We'll have to see, but I think in the end, this set of criteria is useful for identifying patients with a partially functioning access to produce growth hormone and that's kind of the first step in selecting patients that are going to be responsive to our molecule. Some of the other indications, you do have to think about whether some of the deficits are downstream of growth hormone production. Like some of them, you might have a deficit in growth hormone receptor interactions. So, we have to put all these pieces together and think through what's the best approach and what kind of dose range do we have access to in the information we get out of the growth hormone deficient -- that PGHD trial. So, I think there's a lot of really interesting data that's out there for these patients being treated with just for common human growth hormone or we can we can build on what's known about the etiology and find the best fit for our molecule to go after these secondary indications.
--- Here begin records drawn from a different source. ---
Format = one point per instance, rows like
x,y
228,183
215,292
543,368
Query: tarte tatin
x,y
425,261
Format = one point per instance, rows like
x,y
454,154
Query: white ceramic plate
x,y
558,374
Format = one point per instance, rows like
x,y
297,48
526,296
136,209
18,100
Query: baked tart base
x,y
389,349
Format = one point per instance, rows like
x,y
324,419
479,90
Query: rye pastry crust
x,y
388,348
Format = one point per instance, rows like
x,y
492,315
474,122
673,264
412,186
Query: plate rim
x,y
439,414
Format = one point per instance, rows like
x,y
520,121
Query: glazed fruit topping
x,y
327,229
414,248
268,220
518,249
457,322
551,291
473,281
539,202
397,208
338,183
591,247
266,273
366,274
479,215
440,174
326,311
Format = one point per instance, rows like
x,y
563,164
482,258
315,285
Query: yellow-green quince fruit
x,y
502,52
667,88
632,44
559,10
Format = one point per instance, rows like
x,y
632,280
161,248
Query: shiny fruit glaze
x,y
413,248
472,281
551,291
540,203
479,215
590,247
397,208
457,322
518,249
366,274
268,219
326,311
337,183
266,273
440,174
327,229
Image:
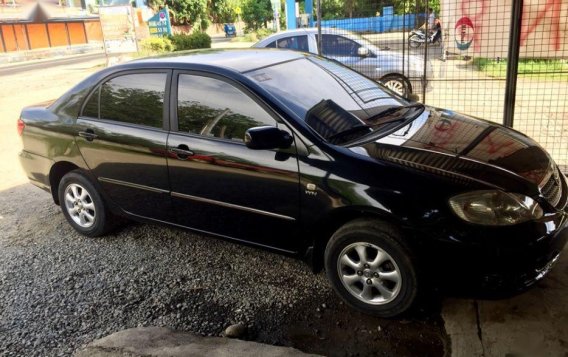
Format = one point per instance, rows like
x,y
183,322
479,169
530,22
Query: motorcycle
x,y
230,30
419,37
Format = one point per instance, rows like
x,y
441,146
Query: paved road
x,y
530,324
Got it. Well, thank you so much and again, congrats on this quarter. And I'll jump back in this queue.
Your next question comes from the line of Derek Arhila from Stifel. Your line is now open.
Hi, guys. Good afternoon. This is Jacques [ph], on for Derek. Thanks for fitting us in here and taking our questions. Zooming out, can you talk about how you view adherence for an oral secretagogue versus weekly growth hormone injections? What are some of the pros and cons there?
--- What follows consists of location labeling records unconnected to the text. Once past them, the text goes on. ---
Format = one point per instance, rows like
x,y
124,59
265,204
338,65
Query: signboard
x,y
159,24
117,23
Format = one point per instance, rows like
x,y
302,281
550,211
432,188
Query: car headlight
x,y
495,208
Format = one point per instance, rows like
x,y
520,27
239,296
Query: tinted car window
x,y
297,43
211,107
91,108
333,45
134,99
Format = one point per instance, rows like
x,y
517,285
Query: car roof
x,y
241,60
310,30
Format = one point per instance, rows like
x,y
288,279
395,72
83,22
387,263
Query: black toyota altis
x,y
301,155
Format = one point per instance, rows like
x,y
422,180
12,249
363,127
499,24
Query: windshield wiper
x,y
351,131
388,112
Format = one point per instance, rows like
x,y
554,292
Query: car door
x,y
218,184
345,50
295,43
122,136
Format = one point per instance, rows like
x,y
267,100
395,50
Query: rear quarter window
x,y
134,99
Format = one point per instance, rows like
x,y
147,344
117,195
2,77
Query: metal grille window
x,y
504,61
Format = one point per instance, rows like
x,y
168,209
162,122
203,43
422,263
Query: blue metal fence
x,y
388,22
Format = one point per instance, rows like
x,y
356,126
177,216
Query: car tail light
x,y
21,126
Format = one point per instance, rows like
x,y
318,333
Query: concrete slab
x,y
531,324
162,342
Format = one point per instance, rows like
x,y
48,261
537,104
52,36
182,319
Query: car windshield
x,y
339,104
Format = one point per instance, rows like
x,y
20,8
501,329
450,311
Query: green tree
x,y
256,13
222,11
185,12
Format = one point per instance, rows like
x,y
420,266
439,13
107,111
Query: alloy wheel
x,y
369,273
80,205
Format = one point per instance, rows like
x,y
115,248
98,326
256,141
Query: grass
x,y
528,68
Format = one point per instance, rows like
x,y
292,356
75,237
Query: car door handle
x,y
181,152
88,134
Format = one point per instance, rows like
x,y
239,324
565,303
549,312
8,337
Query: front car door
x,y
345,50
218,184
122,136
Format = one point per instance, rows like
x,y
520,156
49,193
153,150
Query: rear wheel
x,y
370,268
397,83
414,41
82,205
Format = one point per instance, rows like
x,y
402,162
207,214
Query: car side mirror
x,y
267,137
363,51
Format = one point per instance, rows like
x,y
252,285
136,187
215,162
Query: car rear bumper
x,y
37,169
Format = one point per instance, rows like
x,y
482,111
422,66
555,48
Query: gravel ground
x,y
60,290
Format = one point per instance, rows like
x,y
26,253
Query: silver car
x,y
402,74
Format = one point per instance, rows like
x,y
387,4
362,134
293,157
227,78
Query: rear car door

Let me start with an answer. Jacques, there's so much data out there that any injectable product -- whether it be in PGHD or other indications. It's problematic in a pediatric population and terms of adherence. I think the longer I think [ph] products will improve that, but we've done some direct market research, which shows that if you want to ask both caregivers and clinicians which one they would prefer, that is a weekly injection or a once a day oral as our product is, they overwhelmingly choose an oral product. How that translates to compliance in real world is another question, I think we have to study some more. But we believe that it's definitely going to be a preferable treatment and we believe that there's enough attention by the parents that they're going to stay on their children and make sure that they take this once a day oral product as they should. John, do you have anything to add to that?
No, that's perfect.
Thank you. Got it. That's helpful. And then if I may, on the BB [ph] front, can you speak to putative licensing opportunities? And how competitive that is right now to find an asset? What indications and modalities are you guys thinking about? Thanks.
Good question, Jacques and I can tell you, we have a robust process that has been underway for quite some time that is led by Aaron Schuchart, our CBO. And Aaron has 25 or more years of experience as a Business Officer with both large companies and small companies in the rare disease space. In addition to that, I think we have collectively as a team, many decades of experience of operating in this rare disease space. And as a result, those contacts have been very productive in bringing forth a number of interesting opportunities that we are once again, just actively reviewing and making sure that we make the right choice here.
Great, that's very helpful. Thanks, and congrats on the quarter, guys.
Thank you, Jacques.
Thank you. I'm showing no further questions in the queue at this time. I'll hand the call back to Mr. Hawkins for closing remarks.
Okay. Well, we thank you for joining us today and we look forward to keeping everyone apprised of our program over the course of the year. Really appreciate your time today.
This concludes today's conference call. Thank you for participating. You may now all disconnect.